Film directed by Sean Cronin

Our Kid is a 2023 British comedy drama film directed by Sean Cronin and starring Daniel P. Lewis, Poppie Jae Hughes, Leanne Best, Connor McIntyre and Ricky Tomlinson.

==Plot==
The film is about a working-class family, the Reillys, who reside in Liverpool. The daughter of the family, Laura Reilly, is a twelve-year-old girl with the ambition of playing football professionally. Although Laura has many footballing heroes, her older brother, Thomas, is her biggest hero. His inspirational quest to raise money for charity through a sponsored bike ride, while overcoming the challenges he faces from his cerebral palsy, shows Laura and the rest of the community what determination and perseverance can achieve.

==Cast==

- Daniel P. Lewis as Thomas Reilly
- Poppie Jae Hughes as Laura Reilly
- Leanne Best as Sarah
- Connor McIntyre as John Reilly
- Ricky Tomlinson as Phil Reilly
- Louis Emerick as Tucker
- Mark Moraghan as Mark Parrott
- John McArdle as Alan Reilly
- Amanda Clapham as Emily
- Angela Dixon as Ms Summers
- Sharon Byatt as Tracey Reilly
- Chris Parrott as Ronnie
- Steve O'Keefe as Slim
- Jake Abraham as Karl

==Production==
The film is based on the 2016 short film Thomas.

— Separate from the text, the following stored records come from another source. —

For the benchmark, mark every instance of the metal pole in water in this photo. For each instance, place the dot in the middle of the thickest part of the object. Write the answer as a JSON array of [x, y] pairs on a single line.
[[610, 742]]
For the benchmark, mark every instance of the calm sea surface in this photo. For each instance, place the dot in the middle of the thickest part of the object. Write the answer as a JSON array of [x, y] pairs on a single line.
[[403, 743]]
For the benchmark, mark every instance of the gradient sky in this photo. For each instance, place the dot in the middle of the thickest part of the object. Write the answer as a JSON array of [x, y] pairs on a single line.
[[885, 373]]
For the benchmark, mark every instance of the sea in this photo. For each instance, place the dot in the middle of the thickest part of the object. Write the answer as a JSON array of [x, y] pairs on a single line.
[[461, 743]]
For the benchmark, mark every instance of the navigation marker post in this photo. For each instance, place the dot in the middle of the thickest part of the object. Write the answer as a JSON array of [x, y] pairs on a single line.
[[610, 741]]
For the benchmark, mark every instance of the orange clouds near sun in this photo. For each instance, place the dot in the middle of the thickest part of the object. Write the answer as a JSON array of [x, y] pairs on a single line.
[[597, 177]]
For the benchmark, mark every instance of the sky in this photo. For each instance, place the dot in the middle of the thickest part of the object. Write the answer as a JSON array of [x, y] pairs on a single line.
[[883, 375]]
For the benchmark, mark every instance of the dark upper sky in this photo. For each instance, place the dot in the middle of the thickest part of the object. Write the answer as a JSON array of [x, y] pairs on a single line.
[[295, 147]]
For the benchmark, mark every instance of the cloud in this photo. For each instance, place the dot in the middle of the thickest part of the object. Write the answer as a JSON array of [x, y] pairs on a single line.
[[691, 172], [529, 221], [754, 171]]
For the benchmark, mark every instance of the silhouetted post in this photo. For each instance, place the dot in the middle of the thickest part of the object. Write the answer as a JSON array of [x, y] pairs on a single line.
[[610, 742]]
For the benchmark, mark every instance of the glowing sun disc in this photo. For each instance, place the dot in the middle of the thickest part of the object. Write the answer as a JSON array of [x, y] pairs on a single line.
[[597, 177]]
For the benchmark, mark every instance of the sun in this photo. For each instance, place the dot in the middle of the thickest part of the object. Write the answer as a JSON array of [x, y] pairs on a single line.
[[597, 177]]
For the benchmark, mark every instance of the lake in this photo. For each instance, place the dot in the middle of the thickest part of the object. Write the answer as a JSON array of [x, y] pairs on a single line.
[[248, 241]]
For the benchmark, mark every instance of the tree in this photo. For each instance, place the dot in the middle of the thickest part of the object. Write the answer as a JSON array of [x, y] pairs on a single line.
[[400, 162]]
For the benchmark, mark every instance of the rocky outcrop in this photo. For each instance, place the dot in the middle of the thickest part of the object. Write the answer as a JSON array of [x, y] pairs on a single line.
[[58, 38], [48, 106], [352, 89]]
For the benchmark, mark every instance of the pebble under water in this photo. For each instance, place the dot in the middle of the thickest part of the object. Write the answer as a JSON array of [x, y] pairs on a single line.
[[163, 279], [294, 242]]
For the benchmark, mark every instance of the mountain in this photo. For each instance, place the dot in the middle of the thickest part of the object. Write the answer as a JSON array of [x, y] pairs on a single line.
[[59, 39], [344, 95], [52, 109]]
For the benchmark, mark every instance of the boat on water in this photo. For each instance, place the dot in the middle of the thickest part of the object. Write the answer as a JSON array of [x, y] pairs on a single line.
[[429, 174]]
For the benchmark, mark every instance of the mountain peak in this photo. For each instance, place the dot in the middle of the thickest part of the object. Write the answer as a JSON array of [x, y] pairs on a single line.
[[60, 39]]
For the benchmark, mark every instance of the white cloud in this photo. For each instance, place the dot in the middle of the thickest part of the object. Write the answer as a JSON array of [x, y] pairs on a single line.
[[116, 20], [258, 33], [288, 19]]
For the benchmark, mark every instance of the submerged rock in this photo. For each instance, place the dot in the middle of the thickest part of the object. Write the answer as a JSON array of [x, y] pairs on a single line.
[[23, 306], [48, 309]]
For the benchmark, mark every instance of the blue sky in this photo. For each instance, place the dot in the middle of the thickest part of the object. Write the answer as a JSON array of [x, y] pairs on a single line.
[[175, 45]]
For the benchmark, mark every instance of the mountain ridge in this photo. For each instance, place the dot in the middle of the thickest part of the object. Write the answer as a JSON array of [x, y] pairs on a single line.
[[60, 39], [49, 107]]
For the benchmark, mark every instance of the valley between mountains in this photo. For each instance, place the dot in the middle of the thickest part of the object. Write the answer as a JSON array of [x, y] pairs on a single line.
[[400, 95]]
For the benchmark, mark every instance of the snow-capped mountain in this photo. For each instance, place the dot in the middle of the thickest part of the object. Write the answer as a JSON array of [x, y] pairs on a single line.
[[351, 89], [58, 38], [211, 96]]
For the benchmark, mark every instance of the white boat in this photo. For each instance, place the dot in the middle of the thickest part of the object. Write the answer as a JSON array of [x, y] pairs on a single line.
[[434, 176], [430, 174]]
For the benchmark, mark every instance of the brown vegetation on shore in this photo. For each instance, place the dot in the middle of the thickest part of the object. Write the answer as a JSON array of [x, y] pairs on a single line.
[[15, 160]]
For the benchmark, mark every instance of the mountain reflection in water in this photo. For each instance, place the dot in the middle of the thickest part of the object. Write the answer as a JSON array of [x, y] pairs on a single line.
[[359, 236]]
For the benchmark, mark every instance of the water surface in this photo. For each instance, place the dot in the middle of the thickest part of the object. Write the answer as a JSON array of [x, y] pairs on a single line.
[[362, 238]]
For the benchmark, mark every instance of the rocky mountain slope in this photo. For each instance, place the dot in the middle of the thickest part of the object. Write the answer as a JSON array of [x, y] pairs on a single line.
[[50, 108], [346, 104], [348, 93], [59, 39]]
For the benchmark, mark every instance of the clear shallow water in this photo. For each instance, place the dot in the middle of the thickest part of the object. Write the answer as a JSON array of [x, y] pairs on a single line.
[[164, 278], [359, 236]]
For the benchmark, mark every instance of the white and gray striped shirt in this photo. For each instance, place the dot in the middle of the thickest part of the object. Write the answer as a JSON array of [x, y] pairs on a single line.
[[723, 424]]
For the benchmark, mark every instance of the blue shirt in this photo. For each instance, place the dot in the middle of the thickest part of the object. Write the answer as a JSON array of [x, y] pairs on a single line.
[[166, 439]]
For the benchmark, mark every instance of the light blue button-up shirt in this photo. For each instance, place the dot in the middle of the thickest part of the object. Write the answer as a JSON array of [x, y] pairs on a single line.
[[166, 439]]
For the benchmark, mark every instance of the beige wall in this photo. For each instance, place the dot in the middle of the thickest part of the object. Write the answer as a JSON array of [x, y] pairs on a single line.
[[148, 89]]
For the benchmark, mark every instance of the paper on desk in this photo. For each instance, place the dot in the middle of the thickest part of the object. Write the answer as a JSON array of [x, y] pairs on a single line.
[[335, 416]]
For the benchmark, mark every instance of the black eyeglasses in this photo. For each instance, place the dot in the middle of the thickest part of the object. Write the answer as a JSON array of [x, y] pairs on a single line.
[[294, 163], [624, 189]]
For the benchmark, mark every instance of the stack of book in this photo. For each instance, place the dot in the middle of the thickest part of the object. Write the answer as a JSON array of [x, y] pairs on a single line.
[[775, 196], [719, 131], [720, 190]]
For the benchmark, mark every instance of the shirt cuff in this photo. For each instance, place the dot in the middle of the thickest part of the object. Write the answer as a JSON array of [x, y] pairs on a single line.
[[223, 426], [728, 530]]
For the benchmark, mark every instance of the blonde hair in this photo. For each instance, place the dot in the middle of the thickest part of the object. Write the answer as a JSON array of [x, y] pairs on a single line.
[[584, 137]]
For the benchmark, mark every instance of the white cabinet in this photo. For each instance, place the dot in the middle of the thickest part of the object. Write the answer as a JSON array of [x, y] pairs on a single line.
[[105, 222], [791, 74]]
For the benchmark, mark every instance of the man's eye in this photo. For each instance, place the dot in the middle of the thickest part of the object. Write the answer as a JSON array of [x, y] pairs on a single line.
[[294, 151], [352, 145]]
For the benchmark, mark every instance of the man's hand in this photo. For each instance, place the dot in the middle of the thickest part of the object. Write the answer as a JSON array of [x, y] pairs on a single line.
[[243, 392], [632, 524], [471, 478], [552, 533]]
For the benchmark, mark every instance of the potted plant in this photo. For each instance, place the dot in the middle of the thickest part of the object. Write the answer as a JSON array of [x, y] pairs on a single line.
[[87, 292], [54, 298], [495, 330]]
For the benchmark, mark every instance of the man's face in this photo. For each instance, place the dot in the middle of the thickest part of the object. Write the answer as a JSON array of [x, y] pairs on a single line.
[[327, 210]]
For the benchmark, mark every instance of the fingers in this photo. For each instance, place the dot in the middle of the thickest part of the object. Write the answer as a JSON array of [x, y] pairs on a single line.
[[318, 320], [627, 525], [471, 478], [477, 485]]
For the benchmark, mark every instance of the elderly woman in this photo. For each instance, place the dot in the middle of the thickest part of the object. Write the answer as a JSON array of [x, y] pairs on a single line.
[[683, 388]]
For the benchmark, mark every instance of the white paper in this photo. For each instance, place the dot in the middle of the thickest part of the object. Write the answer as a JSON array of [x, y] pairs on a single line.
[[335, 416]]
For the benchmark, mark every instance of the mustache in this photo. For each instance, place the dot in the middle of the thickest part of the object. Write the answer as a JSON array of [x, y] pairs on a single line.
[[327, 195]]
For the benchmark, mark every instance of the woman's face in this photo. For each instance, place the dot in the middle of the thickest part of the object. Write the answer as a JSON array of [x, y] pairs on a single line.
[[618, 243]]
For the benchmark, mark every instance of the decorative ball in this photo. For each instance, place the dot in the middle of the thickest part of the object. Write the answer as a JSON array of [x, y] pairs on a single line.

Some of the scenes in the film were shot at Prenton Park, the ground of the football team Tranmere Rovers.

==Release and Reception==

The film premiered at the Rain Dance Film Festival in London in October 2023. One reviewer stated that the film was 'a wonderful mix of both comedy and emotional drama that takes us into the lives of the Reilly family in Liverpool who are certainly facing some tough times in their lives'. Another reviewer described the film as 'an awesome rollercoaster ride' and praised the outstanding performances of Daniel P Lewis and Poppie Jae Hughes.